According to a 2020 report by Usibelli, 43% of the Golden Valley’s electricity generation comes from coal, which is the primary source of low cost energy for area residents.
News of the plant’s pending closure was enthusiastically welcomed by a radical left-wing social activist group, the Fairbanks Climate Action Coalition (FCAC), which took credit for the decision, saying it was the result of more than five years of targeted activism.
“With the decision to shut down the state’s largest coal plant, we can directly see how community organizing works,” Fairbanks Climate Action Coalition stated in a June 28 notice to supporters. “This win is proof that our community can show up and make change that we are in dire need of.”
Formed in November 2015, FCAC whole heartedly ascribes to the notion that man-made climate change is destroying the earth, and that the main culprit is human dependence on fossil fuels. They are also a staunch defender of abortion. The FCAC’s website describes itself as a “growing group of concerned citizens motivated by the moral, spiritual, and scientific duty to take action” for “the earth, and all living beings.”
FCAC claims that pro-life efforts to protect unborn babies from abortion have been substantially underwritten by the fossil fuel industry.
In praising the decision to shutter Alaska’s largest coal plant, the FCAC simultaneously lamented the U.S. Supreme Court’s decision to overturn Roe v. Wade, the 1973 ruling that legalized abortion across the country and led to the killing of more than 63 million unborn babies.
“This week has been full of extremes, from the official decision to overturn abortion to air quality,” FCAC stated in an email to supporters. “These moments are inextricably tied together, and with all transitions, there are wins among these profound losses. As the climate emergency deepens with another historic fire season fueled by climate change, the recent overturn of Roe v. Wade has erased nearly 50 years of the constitutionally protected right to abortion given to generations of people who can get pregnant.”
FCAC claims that pro-life efforts to protect unborn babies from abortion have been substantially underwritten by the fossil fuel industry.

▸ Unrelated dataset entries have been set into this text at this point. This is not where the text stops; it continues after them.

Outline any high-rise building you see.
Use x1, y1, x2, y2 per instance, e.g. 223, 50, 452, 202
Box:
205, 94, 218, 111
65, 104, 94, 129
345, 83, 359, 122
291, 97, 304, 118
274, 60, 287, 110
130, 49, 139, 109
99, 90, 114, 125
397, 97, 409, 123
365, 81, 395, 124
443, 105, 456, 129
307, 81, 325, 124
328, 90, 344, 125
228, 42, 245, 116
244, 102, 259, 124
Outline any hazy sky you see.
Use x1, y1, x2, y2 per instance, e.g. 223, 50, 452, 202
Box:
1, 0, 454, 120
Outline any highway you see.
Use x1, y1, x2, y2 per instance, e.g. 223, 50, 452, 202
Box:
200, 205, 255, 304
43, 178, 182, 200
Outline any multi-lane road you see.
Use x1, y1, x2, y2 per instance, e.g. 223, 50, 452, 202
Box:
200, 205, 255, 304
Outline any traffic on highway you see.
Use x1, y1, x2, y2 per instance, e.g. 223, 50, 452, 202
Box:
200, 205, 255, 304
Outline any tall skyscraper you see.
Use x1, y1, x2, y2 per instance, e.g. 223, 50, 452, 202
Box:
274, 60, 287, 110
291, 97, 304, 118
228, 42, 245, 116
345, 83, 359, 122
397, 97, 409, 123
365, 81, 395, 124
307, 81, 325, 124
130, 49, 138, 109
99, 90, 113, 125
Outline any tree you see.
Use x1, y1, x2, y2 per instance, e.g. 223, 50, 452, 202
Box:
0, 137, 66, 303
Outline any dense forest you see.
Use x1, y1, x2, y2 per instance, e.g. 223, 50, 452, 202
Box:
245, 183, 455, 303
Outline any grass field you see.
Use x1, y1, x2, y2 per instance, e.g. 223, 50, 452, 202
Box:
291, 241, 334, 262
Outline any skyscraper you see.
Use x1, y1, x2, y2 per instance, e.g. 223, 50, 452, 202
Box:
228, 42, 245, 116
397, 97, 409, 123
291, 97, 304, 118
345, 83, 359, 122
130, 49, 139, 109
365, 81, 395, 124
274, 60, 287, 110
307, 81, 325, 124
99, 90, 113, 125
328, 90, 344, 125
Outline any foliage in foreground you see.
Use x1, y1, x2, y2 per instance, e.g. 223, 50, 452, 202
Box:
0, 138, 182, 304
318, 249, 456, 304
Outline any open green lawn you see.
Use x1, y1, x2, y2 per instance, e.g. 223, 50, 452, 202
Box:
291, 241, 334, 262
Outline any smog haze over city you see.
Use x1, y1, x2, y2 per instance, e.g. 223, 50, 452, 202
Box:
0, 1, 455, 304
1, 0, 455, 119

“The very people responsible for human-caused climate change are also the largest contributors to anti-abortion legislation,” the group asserted. “Meanwhile, the people on the frontlines of climate change are also on the frontlines of reproductive justice, folks who hold multiple marginalized identities cannot choose between which crisis to solve, our movements and our organizing are on the frontlines of both of these intersecting movements. We stand with the leaders of the gender justice movement in support of rallies and actions in the coming weeks.”
ALASKA WATCHMAN DIRECT TO YOUR INBOX
The group’s website states that moving away from fossil fuels will help expand and strengthen leftist goals like widening abortion access, fighting colonialism and addressing systemic inequities across Alaska.
The June 28 FCAC notice ends with a call to help fund groups that provide financial assistance, travel and lodging for women seeking abortion.
While FCAC climate activists are celebrating the cooperative’s move away from fossil fuels, FCAC’s Energy Justice Organizer Kenzley Defler noted that much deeper actions are needed in the future, including the “retiring of all existing coal plants” in Alaska. Kefler also wants to harness Golden Valley’s influence to push radical notions of “social equity” and leftist structural changes across the state.
“This win was only possible through the combined efforts of all of us doing our parts over the past several years to push for action – whether through advocacy, commenting at meetings, electing strong candidates, and even those working on the inside of GVEA,” Defler boasted.
Over the next 10 to 30 years FCAC aims to push Golden Valley to shift to 100% alternative energy, in accord with the 2050 goals of the United Nation’s Intergovernmental Panel on Climate Change.